The MMU has its own cache the TLB (Translation Lookaside Buffer) which lists the last 64 to 1024 translations as a nice speedup.
Stacks
Conventionally, stacks start at the top (higher numbered memory addresses) and grow downwards.
Heaps
Heaps start at the bottom (lower numbered memory addresses) and grow up. A heap of trash climbs up. A stack of bricks falls down.

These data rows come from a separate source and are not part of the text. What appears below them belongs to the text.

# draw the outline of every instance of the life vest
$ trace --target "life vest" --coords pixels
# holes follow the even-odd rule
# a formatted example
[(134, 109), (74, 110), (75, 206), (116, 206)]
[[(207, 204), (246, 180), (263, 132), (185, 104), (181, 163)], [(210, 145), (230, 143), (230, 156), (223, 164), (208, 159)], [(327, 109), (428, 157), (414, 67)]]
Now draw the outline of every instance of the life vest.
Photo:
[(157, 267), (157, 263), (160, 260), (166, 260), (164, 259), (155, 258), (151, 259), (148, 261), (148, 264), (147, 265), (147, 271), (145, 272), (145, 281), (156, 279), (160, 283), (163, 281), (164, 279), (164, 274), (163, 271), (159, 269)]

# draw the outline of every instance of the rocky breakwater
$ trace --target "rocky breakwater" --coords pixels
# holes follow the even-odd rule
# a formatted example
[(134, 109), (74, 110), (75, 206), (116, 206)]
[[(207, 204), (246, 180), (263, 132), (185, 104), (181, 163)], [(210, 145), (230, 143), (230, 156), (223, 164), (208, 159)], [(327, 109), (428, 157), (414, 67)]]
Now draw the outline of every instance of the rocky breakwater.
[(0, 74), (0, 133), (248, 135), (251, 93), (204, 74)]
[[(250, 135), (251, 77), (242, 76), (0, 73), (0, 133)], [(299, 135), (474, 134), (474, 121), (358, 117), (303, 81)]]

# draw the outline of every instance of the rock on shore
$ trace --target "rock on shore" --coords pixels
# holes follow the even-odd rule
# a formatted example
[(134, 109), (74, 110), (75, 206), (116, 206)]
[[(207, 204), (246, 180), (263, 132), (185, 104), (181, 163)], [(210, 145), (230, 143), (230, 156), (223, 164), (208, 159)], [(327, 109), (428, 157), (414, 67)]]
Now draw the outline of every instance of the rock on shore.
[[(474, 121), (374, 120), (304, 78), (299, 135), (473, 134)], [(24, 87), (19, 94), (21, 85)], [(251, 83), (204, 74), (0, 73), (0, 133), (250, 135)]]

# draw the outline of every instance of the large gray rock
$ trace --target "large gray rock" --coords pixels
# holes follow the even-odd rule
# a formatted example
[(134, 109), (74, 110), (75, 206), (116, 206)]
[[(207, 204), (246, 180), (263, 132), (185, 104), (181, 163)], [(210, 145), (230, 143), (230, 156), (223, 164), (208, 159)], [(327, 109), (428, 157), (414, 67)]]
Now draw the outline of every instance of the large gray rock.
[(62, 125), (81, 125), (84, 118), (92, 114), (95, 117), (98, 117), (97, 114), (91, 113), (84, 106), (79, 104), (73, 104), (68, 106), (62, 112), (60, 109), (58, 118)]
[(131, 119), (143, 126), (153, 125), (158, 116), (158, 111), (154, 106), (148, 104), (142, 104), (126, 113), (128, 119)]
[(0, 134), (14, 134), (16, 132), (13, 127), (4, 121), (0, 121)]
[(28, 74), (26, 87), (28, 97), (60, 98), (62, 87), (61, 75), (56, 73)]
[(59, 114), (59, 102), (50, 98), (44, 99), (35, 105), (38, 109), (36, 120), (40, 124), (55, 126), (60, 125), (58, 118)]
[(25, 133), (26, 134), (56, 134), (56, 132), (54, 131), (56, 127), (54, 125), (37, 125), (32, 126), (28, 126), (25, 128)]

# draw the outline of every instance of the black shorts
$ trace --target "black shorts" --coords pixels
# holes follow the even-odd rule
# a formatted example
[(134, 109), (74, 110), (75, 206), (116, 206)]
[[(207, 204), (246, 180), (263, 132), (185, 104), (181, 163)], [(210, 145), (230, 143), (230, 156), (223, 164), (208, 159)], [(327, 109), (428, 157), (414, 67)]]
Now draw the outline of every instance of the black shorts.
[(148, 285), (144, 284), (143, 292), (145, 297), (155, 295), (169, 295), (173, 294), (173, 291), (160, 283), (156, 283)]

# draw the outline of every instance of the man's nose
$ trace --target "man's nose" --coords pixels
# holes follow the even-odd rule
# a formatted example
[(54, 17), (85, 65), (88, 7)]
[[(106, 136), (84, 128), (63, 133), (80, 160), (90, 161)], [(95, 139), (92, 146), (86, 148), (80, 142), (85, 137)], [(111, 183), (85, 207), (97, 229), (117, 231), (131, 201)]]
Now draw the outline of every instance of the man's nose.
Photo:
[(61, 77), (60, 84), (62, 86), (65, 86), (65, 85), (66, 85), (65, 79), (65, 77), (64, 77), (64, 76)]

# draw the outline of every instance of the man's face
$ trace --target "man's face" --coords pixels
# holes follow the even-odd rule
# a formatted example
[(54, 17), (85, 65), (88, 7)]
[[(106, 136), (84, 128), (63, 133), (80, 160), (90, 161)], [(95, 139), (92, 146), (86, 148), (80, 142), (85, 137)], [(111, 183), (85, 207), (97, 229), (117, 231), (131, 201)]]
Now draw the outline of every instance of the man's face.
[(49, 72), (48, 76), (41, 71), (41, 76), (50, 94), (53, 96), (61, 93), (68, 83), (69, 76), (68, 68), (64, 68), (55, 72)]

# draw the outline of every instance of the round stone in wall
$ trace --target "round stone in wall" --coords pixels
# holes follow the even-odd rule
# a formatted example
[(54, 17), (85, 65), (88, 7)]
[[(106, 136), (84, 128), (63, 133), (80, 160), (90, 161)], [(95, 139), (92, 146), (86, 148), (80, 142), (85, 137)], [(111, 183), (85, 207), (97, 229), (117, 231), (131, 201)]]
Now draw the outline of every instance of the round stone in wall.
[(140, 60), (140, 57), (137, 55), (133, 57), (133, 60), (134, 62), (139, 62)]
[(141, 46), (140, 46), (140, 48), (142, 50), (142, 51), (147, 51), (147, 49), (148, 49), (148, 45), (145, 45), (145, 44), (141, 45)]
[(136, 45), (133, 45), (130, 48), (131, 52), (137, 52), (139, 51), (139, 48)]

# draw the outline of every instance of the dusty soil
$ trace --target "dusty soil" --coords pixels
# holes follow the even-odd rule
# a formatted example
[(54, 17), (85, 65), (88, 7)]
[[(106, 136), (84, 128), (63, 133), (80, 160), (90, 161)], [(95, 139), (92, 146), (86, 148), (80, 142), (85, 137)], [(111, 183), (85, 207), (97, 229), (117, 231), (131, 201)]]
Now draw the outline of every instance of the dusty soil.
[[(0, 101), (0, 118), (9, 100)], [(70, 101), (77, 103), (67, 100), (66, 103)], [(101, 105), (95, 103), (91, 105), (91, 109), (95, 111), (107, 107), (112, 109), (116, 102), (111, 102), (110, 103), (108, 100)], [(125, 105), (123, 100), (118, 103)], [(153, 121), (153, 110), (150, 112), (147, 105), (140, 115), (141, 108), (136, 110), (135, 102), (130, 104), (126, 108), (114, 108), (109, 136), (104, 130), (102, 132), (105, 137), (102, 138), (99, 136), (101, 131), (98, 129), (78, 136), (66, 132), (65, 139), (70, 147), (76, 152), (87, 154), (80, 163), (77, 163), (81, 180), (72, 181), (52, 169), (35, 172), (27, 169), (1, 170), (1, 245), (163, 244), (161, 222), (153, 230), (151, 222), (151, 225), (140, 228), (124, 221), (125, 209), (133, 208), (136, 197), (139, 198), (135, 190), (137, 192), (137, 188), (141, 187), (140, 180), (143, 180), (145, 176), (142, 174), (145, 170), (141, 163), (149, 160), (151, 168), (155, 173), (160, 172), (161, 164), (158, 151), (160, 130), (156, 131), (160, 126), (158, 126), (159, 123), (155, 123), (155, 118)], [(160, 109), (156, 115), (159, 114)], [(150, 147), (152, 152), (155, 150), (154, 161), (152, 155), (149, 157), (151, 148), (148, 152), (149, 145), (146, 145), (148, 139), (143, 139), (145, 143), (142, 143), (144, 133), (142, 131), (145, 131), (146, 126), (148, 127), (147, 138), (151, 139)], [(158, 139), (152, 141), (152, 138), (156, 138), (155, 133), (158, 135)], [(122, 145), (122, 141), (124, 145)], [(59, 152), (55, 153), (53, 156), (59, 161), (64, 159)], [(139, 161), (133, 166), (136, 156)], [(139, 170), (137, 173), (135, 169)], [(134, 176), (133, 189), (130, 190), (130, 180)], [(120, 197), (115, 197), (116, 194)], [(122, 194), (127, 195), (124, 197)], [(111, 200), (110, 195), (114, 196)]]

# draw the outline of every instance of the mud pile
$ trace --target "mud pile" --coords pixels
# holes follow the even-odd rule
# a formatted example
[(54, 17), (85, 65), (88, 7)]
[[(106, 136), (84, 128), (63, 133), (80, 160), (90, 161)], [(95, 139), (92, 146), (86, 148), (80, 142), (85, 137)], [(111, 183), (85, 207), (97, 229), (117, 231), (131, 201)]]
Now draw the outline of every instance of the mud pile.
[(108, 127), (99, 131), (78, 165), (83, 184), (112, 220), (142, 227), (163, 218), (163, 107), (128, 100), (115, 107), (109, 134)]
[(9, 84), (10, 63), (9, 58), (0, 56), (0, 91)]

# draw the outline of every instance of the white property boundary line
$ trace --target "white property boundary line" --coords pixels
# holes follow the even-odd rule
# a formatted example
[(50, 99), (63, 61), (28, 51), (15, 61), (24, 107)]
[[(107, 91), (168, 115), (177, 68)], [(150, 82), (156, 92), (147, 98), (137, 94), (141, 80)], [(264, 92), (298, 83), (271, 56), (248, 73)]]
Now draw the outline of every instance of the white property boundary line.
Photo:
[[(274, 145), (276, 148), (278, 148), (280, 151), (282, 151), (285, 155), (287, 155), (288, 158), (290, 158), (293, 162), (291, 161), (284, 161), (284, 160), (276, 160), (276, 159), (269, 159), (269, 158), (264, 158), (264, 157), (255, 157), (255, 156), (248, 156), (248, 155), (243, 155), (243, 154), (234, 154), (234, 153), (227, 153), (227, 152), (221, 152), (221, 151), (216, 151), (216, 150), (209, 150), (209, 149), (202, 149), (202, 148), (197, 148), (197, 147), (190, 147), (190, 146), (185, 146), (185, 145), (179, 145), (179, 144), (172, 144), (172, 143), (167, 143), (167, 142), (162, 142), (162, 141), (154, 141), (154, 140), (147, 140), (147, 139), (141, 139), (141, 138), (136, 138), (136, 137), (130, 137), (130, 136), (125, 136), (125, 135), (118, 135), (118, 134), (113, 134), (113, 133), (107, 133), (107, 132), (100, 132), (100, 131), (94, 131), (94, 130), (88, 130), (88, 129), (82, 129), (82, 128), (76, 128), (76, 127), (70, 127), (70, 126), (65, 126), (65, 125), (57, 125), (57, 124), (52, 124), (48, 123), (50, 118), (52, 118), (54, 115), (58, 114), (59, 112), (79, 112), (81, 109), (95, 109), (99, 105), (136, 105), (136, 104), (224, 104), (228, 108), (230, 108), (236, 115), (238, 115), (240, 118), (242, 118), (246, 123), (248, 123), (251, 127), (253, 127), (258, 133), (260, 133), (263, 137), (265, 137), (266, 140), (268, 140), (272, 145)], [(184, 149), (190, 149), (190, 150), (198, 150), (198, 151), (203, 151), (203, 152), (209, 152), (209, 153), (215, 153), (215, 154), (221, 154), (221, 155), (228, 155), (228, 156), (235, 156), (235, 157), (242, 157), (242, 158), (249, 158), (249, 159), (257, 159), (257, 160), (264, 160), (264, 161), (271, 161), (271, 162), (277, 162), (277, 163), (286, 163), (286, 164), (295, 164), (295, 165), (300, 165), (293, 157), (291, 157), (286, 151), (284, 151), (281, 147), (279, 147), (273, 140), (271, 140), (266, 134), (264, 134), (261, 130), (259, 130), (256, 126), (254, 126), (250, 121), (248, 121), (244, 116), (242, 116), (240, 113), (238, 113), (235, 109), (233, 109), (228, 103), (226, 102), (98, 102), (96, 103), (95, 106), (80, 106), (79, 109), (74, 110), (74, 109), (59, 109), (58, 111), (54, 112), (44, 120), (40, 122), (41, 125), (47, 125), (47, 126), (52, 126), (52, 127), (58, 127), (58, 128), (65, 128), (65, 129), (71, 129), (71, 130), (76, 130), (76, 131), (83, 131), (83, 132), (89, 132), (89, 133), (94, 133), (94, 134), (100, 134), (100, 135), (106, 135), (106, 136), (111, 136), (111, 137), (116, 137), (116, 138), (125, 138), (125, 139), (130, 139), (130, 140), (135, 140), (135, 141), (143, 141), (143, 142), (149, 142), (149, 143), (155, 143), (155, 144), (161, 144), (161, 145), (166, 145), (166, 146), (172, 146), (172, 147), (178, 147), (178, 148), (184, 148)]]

Stack and Heap Interaction
The stack starts at the higher address (right side) and grows down (left). The heap starts at the lower address (left side) and grows up (right). You might ask if they will ever touch. Yes but long before that the program will be terminated by the OS due to system limit and guard pages around the stack being violated.
Code
The compiled instructions of your program resider in this text segment area of the allocated memory block. It’s read-only and can not change.
Data Segements
Variables reside here; static and global. Typically you have variables you have initalized and those you have yet to. In either case, you have delcared for them and thus space must be allocated.
Heap
This is the dynamic memory allocation. The amount of data your program will use at runtime is never known.
Stack
The stack is used for function calls and local variables. For every function call, a stack frame is added to the stack.
Ordering
| Segment | Relative Address | Direction of Growth |
|---|---|---|
| Kernel Space | Highest (e.g., 0xFFFFFFFF) | Fixed |
| Stack | High | Downwards ↓ |
| (The Gap) | Mid-High | — |
| Heap | Mid-Low | Upwards ↑ |
| Data (.bss & .data) | Low | Fixed |
| Text (Code) | Lowest (e.g., 0x00000000) | Fixed |
Example Implementations
C++
Automatic variables are on the stack and vanish at function end. Dynamic variables declared by new are placed on the heap. Memory management is on you as there is no garbage collector.
Java
The stack will only hold primitives and references. Everything else is on the heap. JVM Garbage Collector manages said heap.
Go
Go will determine if a variables goes on the stack or the heap. There is a garbage collector and the compiler through ‘escape analysis’ optimizes layout for you.
Python
Stack stores frame for every function calls. The frames only contain references. Everything is on the heap. Memory management is done by reference counting and when nothing on the stack references the object on the heap. It is deleted.
Example Walkthroughs
C++
#include <iostream>
int main() {
const char* message = "Hello, World!"; // String literal
std::cout << message << std::endl;
return 0;
}note that the function std::count is part of the standard library. The CPU jumps from the text segment of the program to the library’s memory space. The standard function is loaded into the “gap” of the allocated memory.
Python
# python_hello.py
message = "Hello World"
print(message)The string itself is a PyObject. Every object contains the data itself and meta data, namely the reference count and a pointer to the type. Python doesnt use the hardware stack instead; it provides its own stack. Every frame itself is a PyObject and the garbage collector is of the highest order.